The 2005 vintage in Barossa provided conditions for making exceptional red wines. 2005 was one of the mildest growing seasons on record enabling winemakers like Ben to leave his Shiraz on the vine until early April, which allowed the fruit to be harvested with intense color and ripe tannin. The 2005s are more fruit forward than the 2004s and have slightly tighter, 'muscular' tannins with longer cellaring potential.
‘The profound 2005 Shiraz Amon Ra is fashioned from a dry grown, 100- to 110 year-old vineyard, and spends 14 months in a combination of 100% new French and American barrels as well as 300-liter hogsheads. A saturated purple color is followed by scents of creme de cassis, incense, licorice, black raspberries, graphite, and sweet wood. It unfolds beautifully on the palate to reveal terrific richness, full-bodied power, great definition, and lovely elegance. This exquisite Shiraz is still young, but it possesses a degree of accessibility. It should age for two decades. It is a superb example of cutting edge winemaking being utilized on ancient Shiraz vines in the Barossa.98 points Wine Advocate

Amon Ra Shiraz 2005, Retail $74.99 Warehouse $64.99

When was the last time that you saw a Parker '98' being available let alone being available below retail?

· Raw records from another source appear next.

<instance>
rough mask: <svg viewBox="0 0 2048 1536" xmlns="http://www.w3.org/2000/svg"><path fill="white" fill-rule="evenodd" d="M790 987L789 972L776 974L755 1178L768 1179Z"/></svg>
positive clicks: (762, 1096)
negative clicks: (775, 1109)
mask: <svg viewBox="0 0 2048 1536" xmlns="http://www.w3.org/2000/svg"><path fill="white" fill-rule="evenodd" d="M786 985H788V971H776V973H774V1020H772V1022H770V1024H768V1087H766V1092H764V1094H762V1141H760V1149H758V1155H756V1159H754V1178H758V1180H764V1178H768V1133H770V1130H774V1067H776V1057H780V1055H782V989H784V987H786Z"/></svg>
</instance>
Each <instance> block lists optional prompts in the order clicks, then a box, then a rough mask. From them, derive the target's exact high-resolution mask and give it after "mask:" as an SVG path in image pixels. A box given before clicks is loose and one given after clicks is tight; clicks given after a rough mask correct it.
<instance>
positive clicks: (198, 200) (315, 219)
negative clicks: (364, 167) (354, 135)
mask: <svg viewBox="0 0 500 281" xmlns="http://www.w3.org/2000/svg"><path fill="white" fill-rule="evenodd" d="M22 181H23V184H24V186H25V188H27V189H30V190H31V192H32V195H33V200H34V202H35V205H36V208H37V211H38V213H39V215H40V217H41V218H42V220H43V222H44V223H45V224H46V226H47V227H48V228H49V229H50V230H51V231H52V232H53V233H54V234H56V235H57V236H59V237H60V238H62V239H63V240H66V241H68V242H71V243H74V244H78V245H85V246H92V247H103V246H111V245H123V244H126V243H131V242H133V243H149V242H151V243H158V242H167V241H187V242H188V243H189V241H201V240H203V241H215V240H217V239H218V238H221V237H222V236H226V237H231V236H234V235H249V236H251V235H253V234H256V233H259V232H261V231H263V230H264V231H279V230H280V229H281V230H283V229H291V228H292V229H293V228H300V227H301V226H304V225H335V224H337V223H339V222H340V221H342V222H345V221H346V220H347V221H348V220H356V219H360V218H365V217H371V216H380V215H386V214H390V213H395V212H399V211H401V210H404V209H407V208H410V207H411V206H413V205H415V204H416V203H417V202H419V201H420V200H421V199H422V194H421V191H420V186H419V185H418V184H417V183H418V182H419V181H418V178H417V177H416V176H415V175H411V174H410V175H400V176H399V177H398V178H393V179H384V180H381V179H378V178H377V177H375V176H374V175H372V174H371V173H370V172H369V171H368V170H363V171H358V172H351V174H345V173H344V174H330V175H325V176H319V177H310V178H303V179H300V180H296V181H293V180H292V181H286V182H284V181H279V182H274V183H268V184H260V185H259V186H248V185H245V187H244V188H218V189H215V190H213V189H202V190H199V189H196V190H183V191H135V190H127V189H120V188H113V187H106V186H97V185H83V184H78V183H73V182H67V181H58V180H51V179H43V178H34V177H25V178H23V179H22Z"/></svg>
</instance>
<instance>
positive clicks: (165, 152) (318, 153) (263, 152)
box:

We still have a few cases available of Ben’s Heartland 2005 Viognier/Pinot Gris from Langhorne Creek.

Ben’s notes: ‘The nose is bursting with stone fruits – peaches and apricots and some lime citrus characters. The delicious multi – layered palate begins with typical Viognier pear flavors intermingling with fresh melon flavors from the Pinot Gris.’We bought this wine immediately after first tasting it. Wow! Many straight Viogniers can appear to be pretty sappy. This wine has tremendous balance and lift, with the Pinot Gris adding complexity and texture. Honeysuckle, lemon and green melon flavors scream out. Has a minerality not often associated with new world Viogniers or Pinot Gris for that matter. Not a typical grape combination. Certainly worth a try. Has been a real crowd pleaser.

Heartland Viognier/Pinot Gris 2005, Retail $19.99 Warehouse $15.99

Wasn’t it David Bowie who sang ‘skip those grape seed pills and put your helmet on?’